- Corn, wheat, soybeans fall sharply.
- Focus still on crop weather as corn, soy stocks ebb.
PARIS/SINGAPORE: Chicago corn, wheat and soybean futures fell on Wednesday, retreating from eight-year highs struck a day earlier as the market assessed the extent of weather risks that had fanned the recent run-up in prices.
Analysts said there was profit-taking after strong investment fund flows into grains, encouraged by signs of improving crop weather in the US Midwest.
"There is a realisation that there is plenty of time to grow crops in the United States," said Ole Houe, director of advisory services at brokerage IKON Commodities in Sydney.

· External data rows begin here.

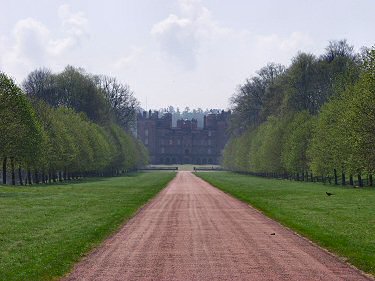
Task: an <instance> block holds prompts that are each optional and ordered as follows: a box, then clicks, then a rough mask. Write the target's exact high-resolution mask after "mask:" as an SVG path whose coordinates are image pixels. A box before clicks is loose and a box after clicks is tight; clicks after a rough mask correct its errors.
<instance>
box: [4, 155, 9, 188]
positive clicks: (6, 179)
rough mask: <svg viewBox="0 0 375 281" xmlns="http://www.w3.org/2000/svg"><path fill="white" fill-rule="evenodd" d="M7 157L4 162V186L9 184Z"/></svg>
mask: <svg viewBox="0 0 375 281" xmlns="http://www.w3.org/2000/svg"><path fill="white" fill-rule="evenodd" d="M7 160H8V158H7V157H4V160H3V184H7Z"/></svg>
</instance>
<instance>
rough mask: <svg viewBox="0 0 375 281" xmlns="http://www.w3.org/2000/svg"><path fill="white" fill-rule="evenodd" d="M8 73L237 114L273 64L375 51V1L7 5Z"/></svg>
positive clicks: (9, 4)
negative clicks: (66, 80)
mask: <svg viewBox="0 0 375 281" xmlns="http://www.w3.org/2000/svg"><path fill="white" fill-rule="evenodd" d="M0 4H1V5H0V7H1V10H0V71H2V72H5V73H7V74H8V75H10V76H11V77H13V78H14V79H15V80H16V82H17V83H19V84H20V83H22V81H23V80H24V79H25V78H26V76H27V75H28V73H30V72H31V71H33V70H35V69H36V68H40V67H46V68H49V69H51V70H52V71H53V72H60V71H62V70H63V69H64V67H65V66H66V65H73V66H76V67H82V68H83V69H85V70H86V71H87V72H89V73H93V74H106V75H109V76H114V77H116V78H117V79H118V80H119V81H121V82H123V83H127V84H129V85H130V87H131V89H132V90H133V91H134V94H135V96H136V98H137V99H138V100H139V101H140V103H141V106H142V107H143V108H145V109H159V108H165V107H167V106H169V105H172V106H174V107H179V108H180V109H184V108H185V107H190V108H198V107H200V108H203V109H206V108H208V109H210V108H220V109H227V108H229V107H230V97H231V96H232V95H233V93H235V91H236V89H237V87H238V85H240V84H241V83H243V82H244V81H245V80H246V78H249V77H251V76H253V75H255V74H256V71H257V70H259V69H260V68H262V67H263V66H265V65H266V64H267V63H269V62H275V63H281V64H284V65H286V66H288V65H289V64H290V61H291V59H292V58H293V57H294V56H295V55H296V54H297V53H298V52H299V51H301V52H309V53H313V54H316V55H320V54H322V53H323V52H324V49H325V47H326V46H327V45H328V42H329V41H330V40H341V39H347V41H348V43H349V44H351V45H353V46H354V47H355V50H357V51H358V50H360V48H361V47H362V46H367V47H371V46H374V44H375V31H374V26H375V16H374V13H375V1H374V0H315V1H313V0H305V1H300V0H299V1H297V0H284V1H278V0H262V1H261V0H258V1H253V0H231V1H229V0H226V1H224V0H220V1H219V0H106V1H97V0H70V1H66V0H54V1H50V0H34V1H30V0H12V1H10V0H9V1H8V0H0Z"/></svg>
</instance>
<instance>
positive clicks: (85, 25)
mask: <svg viewBox="0 0 375 281" xmlns="http://www.w3.org/2000/svg"><path fill="white" fill-rule="evenodd" d="M58 13H59V17H60V20H61V27H62V28H61V33H62V34H61V35H60V36H54V34H58V32H57V31H55V30H50V29H49V28H48V27H47V26H46V25H44V24H43V23H42V22H40V21H38V20H37V19H35V18H31V17H29V18H26V19H21V20H19V21H18V22H17V23H16V24H15V26H14V28H13V32H12V34H11V36H10V37H9V38H6V37H3V39H2V40H1V41H2V42H0V44H2V45H3V47H0V49H2V50H1V53H0V63H1V64H0V66H1V67H2V68H3V70H4V71H6V72H8V73H11V74H12V75H15V76H16V77H18V78H24V77H25V75H27V74H28V72H30V71H32V70H33V69H35V68H37V67H40V66H46V65H47V66H48V67H51V66H52V65H56V63H57V62H59V61H62V62H63V63H64V64H65V61H64V56H65V55H67V54H68V53H69V51H71V50H72V49H74V48H76V47H77V46H79V45H80V43H81V42H82V40H84V39H86V38H87V37H88V20H87V19H86V18H85V16H84V14H83V13H81V12H77V13H73V12H72V11H71V9H70V7H69V6H67V5H62V6H60V7H59V11H58ZM4 42H6V43H4Z"/></svg>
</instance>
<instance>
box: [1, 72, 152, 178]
mask: <svg viewBox="0 0 375 281" xmlns="http://www.w3.org/2000/svg"><path fill="white" fill-rule="evenodd" d="M137 110H138V101H137V100H136V99H135V97H134V95H133V93H132V91H131V90H130V88H129V86H127V85H124V84H121V83H119V82H118V81H117V80H116V79H115V78H112V77H107V76H95V75H90V74H87V73H85V72H84V70H82V69H77V68H74V67H71V66H68V67H66V68H65V69H64V71H62V72H61V73H58V74H53V73H51V72H50V71H49V70H47V69H38V70H35V71H33V72H31V73H30V74H29V75H28V77H27V78H26V79H25V81H24V82H23V83H22V87H19V86H17V85H16V84H15V83H14V81H13V80H12V79H11V78H9V77H7V75H6V74H4V73H0V161H1V163H2V173H1V174H2V182H3V183H4V184H5V183H7V181H8V183H11V184H16V183H18V184H21V185H22V184H31V183H40V182H47V181H48V182H51V181H62V180H66V179H72V178H77V177H82V176H103V175H118V174H120V173H123V172H126V171H129V170H133V169H135V168H137V167H139V166H143V165H145V164H146V163H147V159H148V156H147V151H146V149H145V147H144V146H143V145H142V144H141V143H140V142H139V141H138V140H137V139H136V138H135V137H134V136H133V132H134V129H135V125H136V119H135V118H136V113H137Z"/></svg>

"The current supply and demand situation does not warrant $7-bushel corn. The last 100 cents are speculators driving the market."
The chief executive of agribusiness group Archer Daniels Midland Co said on Tuesday he expects US corn and soybean plantings to rise by about 5 million acres combined versus a government forecast.
The most-active corn contract on the Chicago Board of Trade (CBOT) was down 1.3% at $6.45-3/4 a bushel by 1126 GMT, after hitting an eight-year top at $6.84 on Tuesday.
Corn, wheat and soybeans had already ended lower on Tuesday as the rally lost momentum following the intraday peaks.
Commodity funds were net sellers of CBOT soybeans, soymeal, wheat and corn futures contracts on Tuesday and net even for soyoil futures contracts, traders said.
Corn has been at the centre of the grain rally. Cold planting weather in the United States and dry growing conditions in southern Brazil have cast doubts over harvest prospects in the world's top exporters at a time of tight supplies.
Southern Brazil is forecast to stay dry into early May, but an expected warming of temperatures along with showers in the US Midwest could help planting and early crop development.
CBOT wheat dropped 1.9% to $7.18-3/4 a bushel, while soybeans were down 1.0% at $15.05 a bushel.
Tuesday's cancellation of a wheat import tender by Egypt was seen by traders as a sign that high prices were discouraging buyers.
In soybeans, US-based meat processor Perdue is shipping one cargo of 31,450 tonnes of Brazilian supplies into the United States, according to shipping data, as US stocks dwindle.